Batman: A Death in the Family


Image hosted by Photobucket.comRecently, a local used bookstore came upon a big shipment of Batman trades. With all the “Jason Todd is back” hysteria going on, I thought picking up “A Death in the Family,” “A Lonely Place in Dying” and “Hush” volumes 1 & 2 would serve as a good Robin retrospective.

I remember reading these “A Death in the Family” issues back in the ’80s when I visited my cousins, but this was my first exposure to that story in however many years it has been since it came out.

Reading ADITF all these years later, it’s a shame that a storyline as important as that is so embarrassingly rooted in ’80s middle-east paranoia. I had no recollection of the driving theme of middle east terrorists, arms-for-hostages, and the Ayatollah. As far as I could remember, Jason Todd died in a warehouse explosion in Gotham City, not Ethiopia.

It’s not that the setting of the story is necessarily bad, it just really cries out “I AM A PRODUCT OF THE REAGAN ERA!” It’s nice when stories are a little more timeless.

It’s not all bad. One thing ADITF does well is to cleanly present the tension between Jason Todd and Batman before the big clang-and-bang.
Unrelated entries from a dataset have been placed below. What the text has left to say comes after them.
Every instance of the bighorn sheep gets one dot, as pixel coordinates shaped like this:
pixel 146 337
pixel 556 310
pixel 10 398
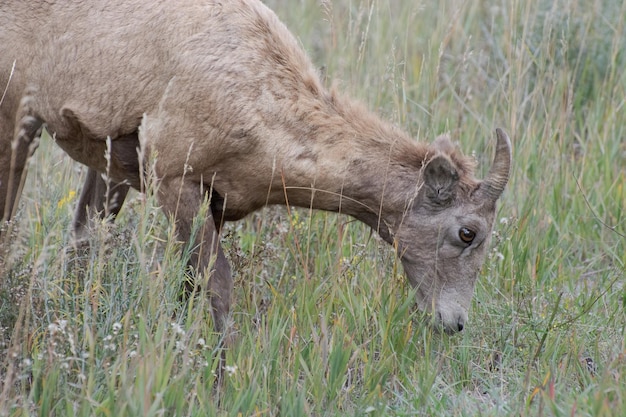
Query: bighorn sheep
pixel 232 109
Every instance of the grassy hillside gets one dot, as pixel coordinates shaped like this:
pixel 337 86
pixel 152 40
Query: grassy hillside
pixel 326 323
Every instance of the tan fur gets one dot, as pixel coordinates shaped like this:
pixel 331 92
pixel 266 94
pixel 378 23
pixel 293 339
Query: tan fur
pixel 223 96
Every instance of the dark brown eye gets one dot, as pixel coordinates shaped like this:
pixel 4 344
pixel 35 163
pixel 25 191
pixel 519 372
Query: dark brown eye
pixel 466 235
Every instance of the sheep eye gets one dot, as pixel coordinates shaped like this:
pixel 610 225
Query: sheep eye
pixel 466 235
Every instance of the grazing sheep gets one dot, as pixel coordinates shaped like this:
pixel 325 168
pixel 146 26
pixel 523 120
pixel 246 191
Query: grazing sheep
pixel 233 110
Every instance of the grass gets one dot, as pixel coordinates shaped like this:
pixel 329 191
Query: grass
pixel 326 323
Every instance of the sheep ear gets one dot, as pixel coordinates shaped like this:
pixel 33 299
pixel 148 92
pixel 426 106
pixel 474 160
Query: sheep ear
pixel 440 180
pixel 444 143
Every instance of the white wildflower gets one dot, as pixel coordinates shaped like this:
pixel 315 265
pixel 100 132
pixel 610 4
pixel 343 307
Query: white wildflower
pixel 231 370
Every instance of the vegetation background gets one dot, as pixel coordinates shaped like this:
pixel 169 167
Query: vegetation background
pixel 326 321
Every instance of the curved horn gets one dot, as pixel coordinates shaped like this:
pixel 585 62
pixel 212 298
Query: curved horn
pixel 498 175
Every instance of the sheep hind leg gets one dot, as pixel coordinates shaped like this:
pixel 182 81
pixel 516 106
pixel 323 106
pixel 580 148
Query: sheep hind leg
pixel 182 200
pixel 18 142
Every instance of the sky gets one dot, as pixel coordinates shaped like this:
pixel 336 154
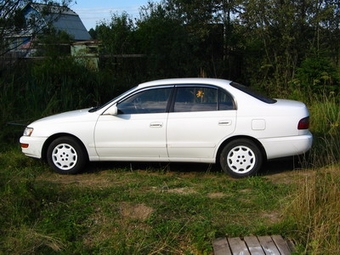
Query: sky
pixel 93 12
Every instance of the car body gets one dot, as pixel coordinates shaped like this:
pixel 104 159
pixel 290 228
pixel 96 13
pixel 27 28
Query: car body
pixel 175 120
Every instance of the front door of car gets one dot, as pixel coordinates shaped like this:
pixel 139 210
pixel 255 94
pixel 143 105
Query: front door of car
pixel 201 118
pixel 138 130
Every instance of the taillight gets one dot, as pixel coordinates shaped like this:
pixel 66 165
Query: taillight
pixel 304 123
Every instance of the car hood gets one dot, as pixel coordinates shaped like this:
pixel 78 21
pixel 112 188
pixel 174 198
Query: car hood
pixel 71 116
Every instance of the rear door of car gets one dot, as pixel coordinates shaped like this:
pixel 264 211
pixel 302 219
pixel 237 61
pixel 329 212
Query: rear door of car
pixel 200 118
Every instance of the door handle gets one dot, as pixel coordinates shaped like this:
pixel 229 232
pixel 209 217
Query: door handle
pixel 156 124
pixel 224 122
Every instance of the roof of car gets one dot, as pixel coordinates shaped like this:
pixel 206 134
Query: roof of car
pixel 185 81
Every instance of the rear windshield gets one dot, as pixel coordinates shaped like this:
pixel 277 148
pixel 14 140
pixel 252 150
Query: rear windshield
pixel 253 93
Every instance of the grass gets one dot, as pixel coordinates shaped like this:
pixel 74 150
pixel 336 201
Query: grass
pixel 113 210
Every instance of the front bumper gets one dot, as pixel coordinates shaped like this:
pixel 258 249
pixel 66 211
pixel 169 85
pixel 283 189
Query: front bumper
pixel 32 146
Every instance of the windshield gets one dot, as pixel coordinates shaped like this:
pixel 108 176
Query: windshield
pixel 96 108
pixel 253 93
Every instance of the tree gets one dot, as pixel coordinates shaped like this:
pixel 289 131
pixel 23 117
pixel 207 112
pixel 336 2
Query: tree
pixel 13 22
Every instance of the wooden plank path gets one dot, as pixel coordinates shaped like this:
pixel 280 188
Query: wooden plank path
pixel 252 245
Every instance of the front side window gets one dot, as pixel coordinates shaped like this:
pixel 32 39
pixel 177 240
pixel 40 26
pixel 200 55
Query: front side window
pixel 148 101
pixel 190 99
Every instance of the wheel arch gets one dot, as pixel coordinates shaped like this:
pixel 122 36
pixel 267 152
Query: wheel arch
pixel 254 140
pixel 55 136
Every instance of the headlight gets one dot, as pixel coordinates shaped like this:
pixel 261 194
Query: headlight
pixel 28 131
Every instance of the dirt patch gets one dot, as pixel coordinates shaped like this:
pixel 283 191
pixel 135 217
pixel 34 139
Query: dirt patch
pixel 182 191
pixel 136 212
pixel 217 195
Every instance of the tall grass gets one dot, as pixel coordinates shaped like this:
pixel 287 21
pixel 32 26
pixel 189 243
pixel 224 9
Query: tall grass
pixel 325 125
pixel 315 208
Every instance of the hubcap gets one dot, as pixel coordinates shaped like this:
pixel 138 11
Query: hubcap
pixel 241 159
pixel 64 156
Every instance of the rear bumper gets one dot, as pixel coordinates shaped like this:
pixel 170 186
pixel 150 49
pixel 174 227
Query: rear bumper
pixel 287 146
pixel 32 146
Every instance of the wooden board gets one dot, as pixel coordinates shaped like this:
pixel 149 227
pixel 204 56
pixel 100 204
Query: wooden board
pixel 251 245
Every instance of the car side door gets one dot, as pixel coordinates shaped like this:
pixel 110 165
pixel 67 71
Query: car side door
pixel 138 130
pixel 201 117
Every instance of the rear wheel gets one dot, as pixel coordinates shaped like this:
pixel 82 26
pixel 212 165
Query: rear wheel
pixel 66 155
pixel 241 158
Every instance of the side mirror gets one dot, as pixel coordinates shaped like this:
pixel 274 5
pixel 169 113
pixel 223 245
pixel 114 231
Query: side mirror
pixel 113 110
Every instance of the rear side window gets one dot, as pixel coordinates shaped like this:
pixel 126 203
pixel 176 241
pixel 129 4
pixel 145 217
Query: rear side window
pixel 253 93
pixel 199 98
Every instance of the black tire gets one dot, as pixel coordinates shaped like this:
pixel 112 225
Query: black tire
pixel 241 158
pixel 66 155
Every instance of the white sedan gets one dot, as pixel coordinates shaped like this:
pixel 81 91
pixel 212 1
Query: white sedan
pixel 175 120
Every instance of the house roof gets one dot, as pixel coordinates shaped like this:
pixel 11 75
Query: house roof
pixel 61 18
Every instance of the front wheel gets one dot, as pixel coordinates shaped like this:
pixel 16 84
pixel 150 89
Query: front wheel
pixel 241 158
pixel 66 155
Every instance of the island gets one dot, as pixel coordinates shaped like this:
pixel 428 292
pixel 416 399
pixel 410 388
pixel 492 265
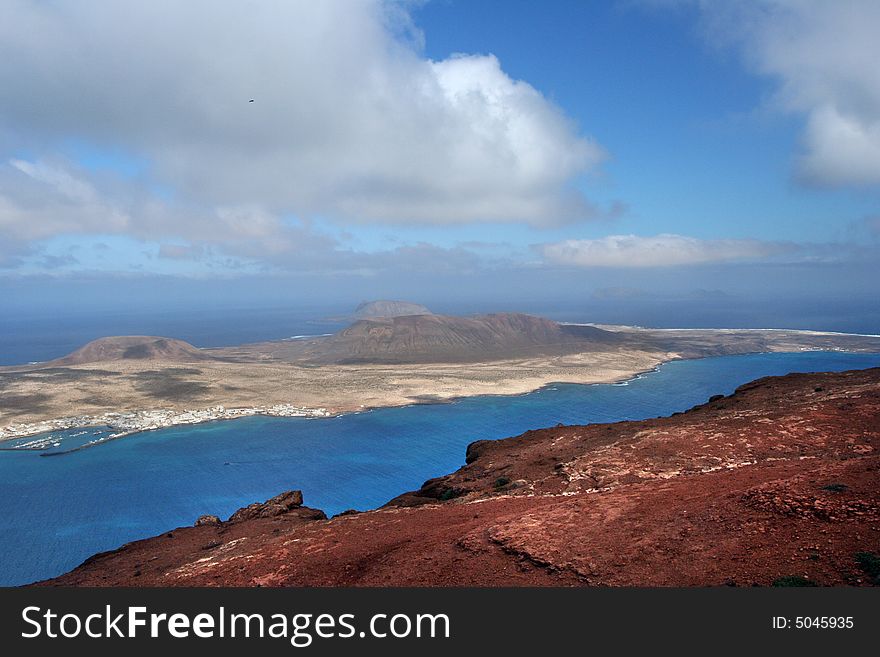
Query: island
pixel 776 484
pixel 138 383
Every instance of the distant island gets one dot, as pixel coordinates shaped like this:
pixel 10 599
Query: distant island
pixel 775 485
pixel 384 358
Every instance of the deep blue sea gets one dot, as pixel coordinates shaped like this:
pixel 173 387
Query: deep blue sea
pixel 56 511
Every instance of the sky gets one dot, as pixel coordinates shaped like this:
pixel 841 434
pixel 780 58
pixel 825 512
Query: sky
pixel 491 154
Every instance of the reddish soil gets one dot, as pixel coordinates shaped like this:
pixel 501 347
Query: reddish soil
pixel 780 479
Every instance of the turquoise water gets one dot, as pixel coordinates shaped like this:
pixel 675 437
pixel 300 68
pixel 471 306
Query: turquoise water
pixel 55 512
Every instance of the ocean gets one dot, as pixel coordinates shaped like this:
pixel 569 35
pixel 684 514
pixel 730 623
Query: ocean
pixel 56 511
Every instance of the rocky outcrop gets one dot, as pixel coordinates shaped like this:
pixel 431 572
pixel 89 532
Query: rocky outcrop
pixel 778 481
pixel 384 308
pixel 441 338
pixel 275 506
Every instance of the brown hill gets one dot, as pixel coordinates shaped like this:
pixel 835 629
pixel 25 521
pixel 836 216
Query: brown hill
pixel 385 308
pixel 132 347
pixel 778 482
pixel 441 338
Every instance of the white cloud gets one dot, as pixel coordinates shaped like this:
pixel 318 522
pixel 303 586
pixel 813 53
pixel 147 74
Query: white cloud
pixel 627 251
pixel 349 120
pixel 824 55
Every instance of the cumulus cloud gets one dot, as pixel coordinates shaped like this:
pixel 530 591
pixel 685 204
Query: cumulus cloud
pixel 665 250
pixel 349 120
pixel 824 55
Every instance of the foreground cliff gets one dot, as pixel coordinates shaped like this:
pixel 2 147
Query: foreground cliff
pixel 779 482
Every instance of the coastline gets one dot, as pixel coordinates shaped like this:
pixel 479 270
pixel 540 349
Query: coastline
pixel 135 395
pixel 127 423
pixel 131 422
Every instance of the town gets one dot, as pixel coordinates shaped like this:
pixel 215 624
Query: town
pixel 128 423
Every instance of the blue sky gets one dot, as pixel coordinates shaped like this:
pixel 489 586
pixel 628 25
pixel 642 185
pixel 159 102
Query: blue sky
pixel 653 147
I did also enjoy the “confession,” if you will, from the DC editors on how they decided to put the decision in the readers’ hands.

But when it comes to looking back on important stories of the ’80s, there are the classics, like “Year One,” that should be kept on the shelf to be read, loaned out, and re-read. Then there are those others, best left in their respective longbox, summarized in a sentence or two when needed.

In “A Death in the Family,” the Joker kills Robin.